Be Transformed this Advent Season!
His parents gave him the name Jesus. But the prophets, the shepherds, the wise men, and the angels addressed him by other names. They called him Lord, Messiah, Savior, Emmanuel, Light of the World, and Word Made Flesh.
In Incarnation: Rediscovering the Significance of Christmas, best-selling author Adam Hamilton examines the names of Christ used by the gospel writers, exploring the historical and personal significance of his birth.
This Advent season church families will come together to remember what’s important. In the face of uncertainty and conflict, Christians reclaim the Christ Child who brings us together, heals our hearts, and calls us to bring light into the darkness.
Now more than ever, we invite you to reflect upon the significance of the Christ-child for our lives and world today!
A small group at the church is studying this book for Advent. We want to share the experience with others. Each week we will post questions from the previous study so you can follow along. Our prayer is that you’re able to find joy in this Advent Season in a time of uncertainty.
San Jose First UMC
“This season puts into perspective all our political wrangling. … While our politics have divided us, Advent should bring us together, uniting us around the newborn King and his life, message, ministry, death, and resurrection. … Advent beckons all who consider themselves Christians—regardless of whether they are Republicans, Democrats, Libertarians, or Independents—to come to the stable and there fall on our knees as the shepherds surely did, yielding our allegiance, our hearts, and our will to the newborn King.”
— Adam Hamilton, Incarnation: Rediscovering the Significance of Christmas (pages 17–18)
How are you experiencing unity among Christians, despite their political differences, this Advent?
“We live in that period between the triumph of Easter and Christ’s triumphant return when he makes all things new. We see a world where suffering still occurs, where darkness seems to reign, where the kingdoms of this world seem to have the upper hand.

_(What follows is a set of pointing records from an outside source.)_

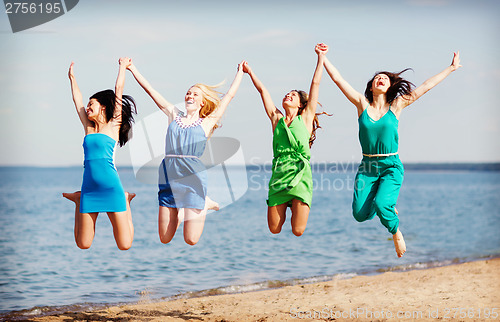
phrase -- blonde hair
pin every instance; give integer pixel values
(211, 98)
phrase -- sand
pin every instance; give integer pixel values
(466, 292)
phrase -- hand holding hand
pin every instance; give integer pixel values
(321, 49)
(70, 72)
(240, 66)
(246, 67)
(125, 61)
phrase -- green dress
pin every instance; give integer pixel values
(291, 177)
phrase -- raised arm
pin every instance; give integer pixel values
(162, 103)
(120, 84)
(217, 114)
(272, 112)
(404, 101)
(77, 98)
(312, 101)
(350, 93)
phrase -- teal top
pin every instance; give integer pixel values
(378, 137)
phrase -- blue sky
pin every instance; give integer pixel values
(178, 43)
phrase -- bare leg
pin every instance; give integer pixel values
(84, 223)
(399, 243)
(123, 228)
(129, 197)
(210, 204)
(300, 214)
(276, 216)
(168, 222)
(194, 221)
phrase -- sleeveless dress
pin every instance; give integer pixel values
(379, 178)
(182, 175)
(102, 190)
(291, 173)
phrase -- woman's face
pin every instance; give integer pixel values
(93, 109)
(194, 99)
(381, 83)
(291, 100)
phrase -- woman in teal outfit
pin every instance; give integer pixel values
(380, 173)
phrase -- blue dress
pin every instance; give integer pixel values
(182, 175)
(102, 190)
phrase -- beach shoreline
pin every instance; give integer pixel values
(465, 291)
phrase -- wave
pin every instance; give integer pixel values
(231, 289)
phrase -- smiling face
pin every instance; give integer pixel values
(94, 108)
(194, 99)
(291, 100)
(381, 84)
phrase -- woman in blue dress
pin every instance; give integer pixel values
(107, 121)
(182, 176)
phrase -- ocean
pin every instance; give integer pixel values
(448, 214)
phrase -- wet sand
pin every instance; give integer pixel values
(465, 292)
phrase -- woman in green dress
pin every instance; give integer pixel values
(293, 134)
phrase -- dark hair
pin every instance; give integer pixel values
(107, 98)
(304, 98)
(399, 86)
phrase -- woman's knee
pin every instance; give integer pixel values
(298, 231)
(124, 246)
(83, 244)
(191, 240)
(275, 229)
(360, 214)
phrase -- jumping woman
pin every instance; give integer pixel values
(293, 134)
(107, 121)
(182, 183)
(380, 174)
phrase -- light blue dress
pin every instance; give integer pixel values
(102, 190)
(182, 175)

We continue to live as followers of the King whose kingdom is not of this world, but breaking into this world through his followers—through us.”
— Adam Hamilton, Incarnation: Rediscovering the Significance of Christmas (page 38)
How do you believe Jesus’s kingdom is breaking into this world through your community of faith?
“Today, nearly a third of the world’s population claims Jesus as their King. Far more have been influenced by the things he taught, the values he espoused, the life he lived. I don’t believe it is an overstatement to say that he is the single most influential person to have walked this planet. For those who count him as King, as I do, we awaken each day recognizing that our highest allegiance, our deepest devotion, and our greatest commitment is not to country or political party or even to family, but to Jesus the Christ, our King, whose kingdom is the climax of human history.”
— Adam Hamilton, Incarnation: Rediscovering the Significance of Christmas (pages 38–39)
What do you consider the most significant measure of Jesus’s influence on the world?